A moment later they reached the ‘T’ intersection of the corridors. “Try the left, we know the right leads to a dead end,” Jatar advised.
“Don’t use those words,” G’Taklar pleaded, turning left as Jatar had suggested.
They ran down the hall looking for any place to hide or escape. On their way, they passed three of the large doors that were just like the one that led into the chamber of bones. Eventually, they came to the end of the hall, but there was no way out.
“I hope you have one of those fabulous plans that get people like Furnian the Invincible out of bad situations like this, otherwise, we may be in for some serious trouble momentarily,” G’Taklar thought desperately to Jatar.
“If there’s no way out and nowhere to hide, do the next best thing, make them think we got out,” Jatar answered.
“I’ll bite, how?” G’Taklar asked.
“Try unbarring that door,” was Jatar’s suggestion, “and hurry,” he added.
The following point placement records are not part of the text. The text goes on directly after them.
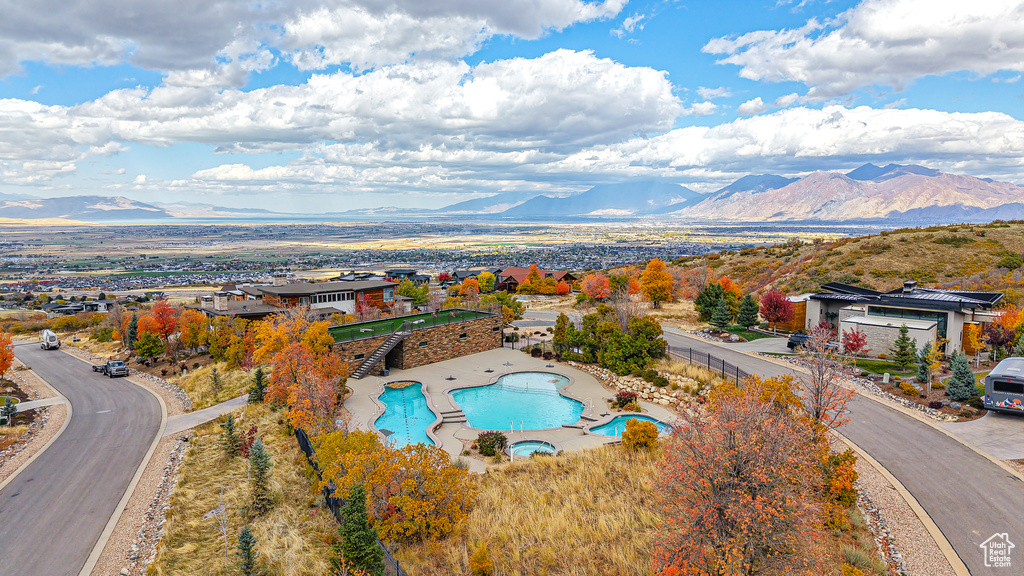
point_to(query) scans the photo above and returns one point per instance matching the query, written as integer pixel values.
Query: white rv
(48, 340)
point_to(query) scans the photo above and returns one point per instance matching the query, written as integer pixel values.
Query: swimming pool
(406, 415)
(526, 448)
(617, 425)
(523, 400)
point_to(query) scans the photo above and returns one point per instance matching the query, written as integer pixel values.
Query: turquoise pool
(617, 425)
(406, 415)
(524, 400)
(527, 448)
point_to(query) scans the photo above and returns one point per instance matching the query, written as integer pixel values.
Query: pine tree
(748, 312)
(132, 331)
(925, 364)
(903, 352)
(358, 540)
(259, 472)
(721, 318)
(257, 391)
(961, 385)
(230, 437)
(247, 553)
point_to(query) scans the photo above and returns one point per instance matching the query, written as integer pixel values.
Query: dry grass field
(577, 515)
(293, 538)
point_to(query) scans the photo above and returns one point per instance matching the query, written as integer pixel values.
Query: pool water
(617, 425)
(407, 416)
(526, 448)
(524, 400)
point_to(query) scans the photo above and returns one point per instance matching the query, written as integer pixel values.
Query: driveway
(53, 512)
(968, 496)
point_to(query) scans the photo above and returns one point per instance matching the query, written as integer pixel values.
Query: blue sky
(321, 106)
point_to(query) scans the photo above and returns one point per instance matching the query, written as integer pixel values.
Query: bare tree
(627, 306)
(825, 397)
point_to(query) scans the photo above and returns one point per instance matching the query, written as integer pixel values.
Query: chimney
(220, 301)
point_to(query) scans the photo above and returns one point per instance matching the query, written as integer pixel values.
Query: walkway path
(967, 495)
(176, 424)
(53, 512)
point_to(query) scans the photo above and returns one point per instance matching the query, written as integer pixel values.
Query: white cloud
(785, 100)
(750, 108)
(885, 43)
(630, 25)
(711, 93)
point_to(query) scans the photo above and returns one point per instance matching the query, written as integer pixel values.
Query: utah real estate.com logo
(997, 549)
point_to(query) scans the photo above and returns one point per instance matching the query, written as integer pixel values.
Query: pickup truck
(112, 368)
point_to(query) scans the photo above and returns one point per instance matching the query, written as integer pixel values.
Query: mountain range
(893, 193)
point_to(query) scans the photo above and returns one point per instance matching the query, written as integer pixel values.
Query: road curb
(933, 530)
(104, 536)
(43, 448)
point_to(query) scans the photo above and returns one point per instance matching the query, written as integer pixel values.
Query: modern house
(928, 313)
(509, 279)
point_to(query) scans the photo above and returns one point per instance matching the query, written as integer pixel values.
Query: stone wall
(427, 345)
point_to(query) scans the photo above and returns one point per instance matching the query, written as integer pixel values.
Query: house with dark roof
(929, 314)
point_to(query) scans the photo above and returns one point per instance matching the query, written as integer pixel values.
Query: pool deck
(471, 370)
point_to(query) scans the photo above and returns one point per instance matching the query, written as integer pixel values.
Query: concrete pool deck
(472, 370)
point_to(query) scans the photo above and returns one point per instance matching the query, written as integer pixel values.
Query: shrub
(480, 563)
(907, 388)
(492, 443)
(639, 435)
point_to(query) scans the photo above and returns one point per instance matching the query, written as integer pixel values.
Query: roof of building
(889, 322)
(323, 287)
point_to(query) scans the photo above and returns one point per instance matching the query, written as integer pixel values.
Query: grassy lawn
(292, 539)
(747, 334)
(882, 366)
(389, 325)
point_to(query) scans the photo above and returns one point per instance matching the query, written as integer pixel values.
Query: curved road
(52, 513)
(967, 495)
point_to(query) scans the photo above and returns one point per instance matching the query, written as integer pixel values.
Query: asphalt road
(969, 497)
(52, 513)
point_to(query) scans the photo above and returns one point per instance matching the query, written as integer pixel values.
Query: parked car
(112, 369)
(48, 340)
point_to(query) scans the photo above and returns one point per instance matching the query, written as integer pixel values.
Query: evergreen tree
(259, 476)
(257, 391)
(925, 364)
(132, 331)
(707, 300)
(961, 385)
(247, 553)
(721, 318)
(232, 444)
(358, 540)
(748, 312)
(903, 352)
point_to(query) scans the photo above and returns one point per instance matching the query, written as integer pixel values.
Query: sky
(315, 106)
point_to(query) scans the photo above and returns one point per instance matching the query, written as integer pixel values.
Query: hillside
(966, 256)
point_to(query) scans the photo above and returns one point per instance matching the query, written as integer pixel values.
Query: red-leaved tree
(776, 307)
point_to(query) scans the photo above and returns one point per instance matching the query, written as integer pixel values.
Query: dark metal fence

“Come on Rachael help me get the bars off this door,” G’Taklar said quie
tly, so as not to be heard.
“What if some souldead thing is still alive in there!” she hissed back.
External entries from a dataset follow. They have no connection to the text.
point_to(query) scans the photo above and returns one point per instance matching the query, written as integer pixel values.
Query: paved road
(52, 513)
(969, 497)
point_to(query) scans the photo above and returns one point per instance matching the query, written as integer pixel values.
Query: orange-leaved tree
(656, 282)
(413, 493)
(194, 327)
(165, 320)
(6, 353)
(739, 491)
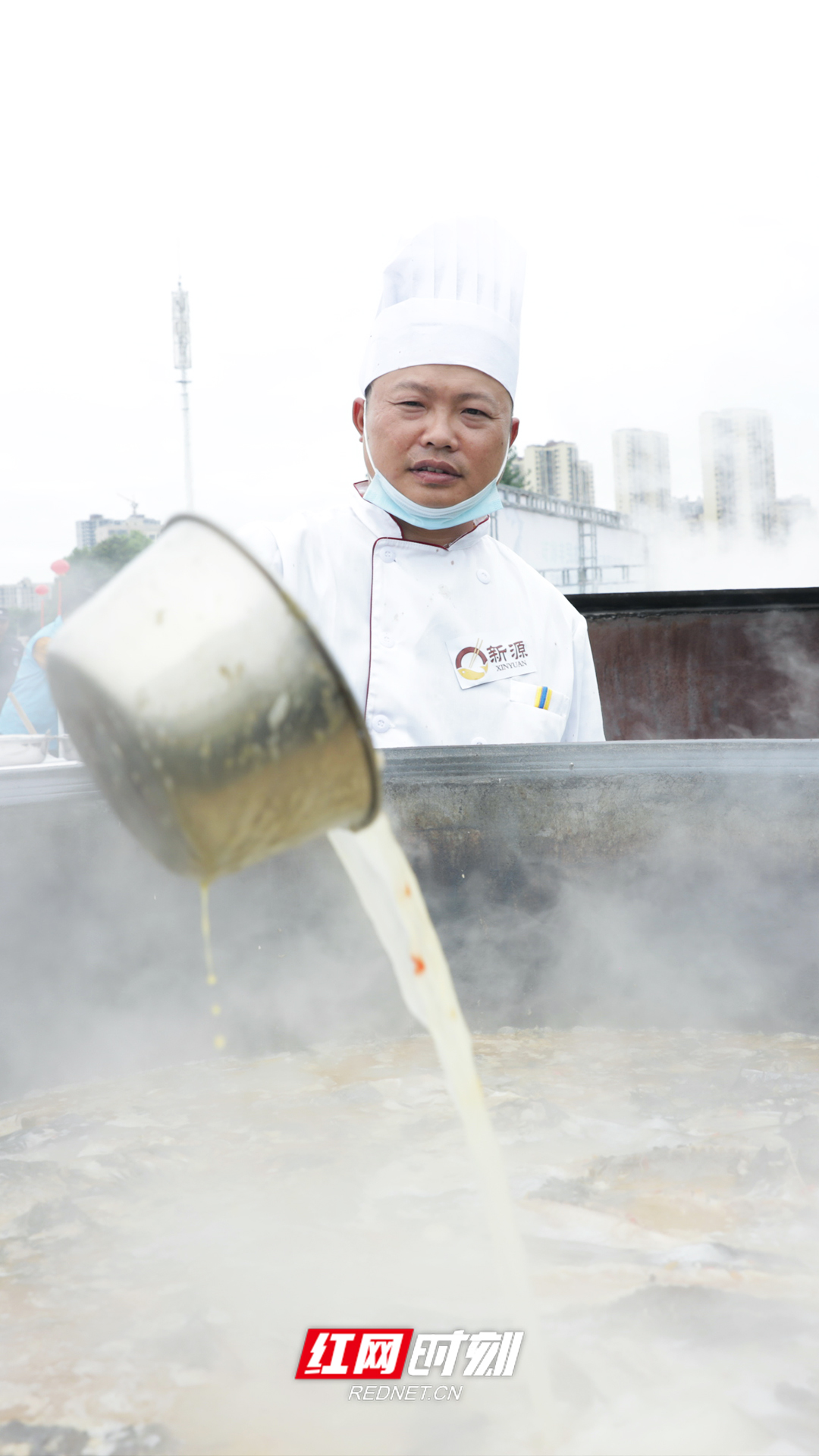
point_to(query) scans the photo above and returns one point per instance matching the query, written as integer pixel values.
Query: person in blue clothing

“We’ll gamble, besides, it would have to have died long ago. Grab the bar, OK, on three, heave. One, two, three!” he counted out quietly and then strained upward on the first of the three iron bars that kept the door from being opened by anything within the chamber. After a moment of strained effort, they both stopped, the bar hadn’t budged.
“Let’s try the second one, maybe we’ll have more luck,” G’Taklar suggested.
They strained and this bar slowly gave, rust grinding out between the slots and the bar. A moment later it came completely loose.
“Use it to pry out the other two, but hurry!” Jatar encouraged.
G’Taklar relayed the idea and Rachael helped him pry the other two bars out of their slots. Both bars fell to the ground, clanging loudly. They could not stop them as the bars were heavy and their hands were busy holding the pry bar.
When the second bar hit the ground something on the other side of the door struck it resoundingly. Dust and corrosion trickled down around the edges of the door.
Both Rachael and G’Taklar backed fearfully away from the unbarred door and what wanted to get out from the other side.
“Drop that bar, put out your torch and get behind a pillar, now!” Jatar insisted.
“There’s something alive in there,” G’Taklar said unnecessarily.
“Get behind a pillar!” Jatar mentally yelled.
That woke G’Taklar up and he quickly smothered the torch with his foot on the ground and grabbed Rachael’s hand so that he could pull her behind the closest pillar.
They were just in time. They heard the sound of multiple boots echoing on the hard stone floor. Soon they could see the flickering light of torches coming down the hall.
“Look, there’s what made the sounds we heard; they must have gone through this door, see the dust?” the soldier said, pointing to the rust that had fallen from the cracks and the recent footprints of G’Taklar and Rachael at the door.
“Get that door open, but remember, I want them taken alive,” the gruff voice of Sergeant Herms commanded.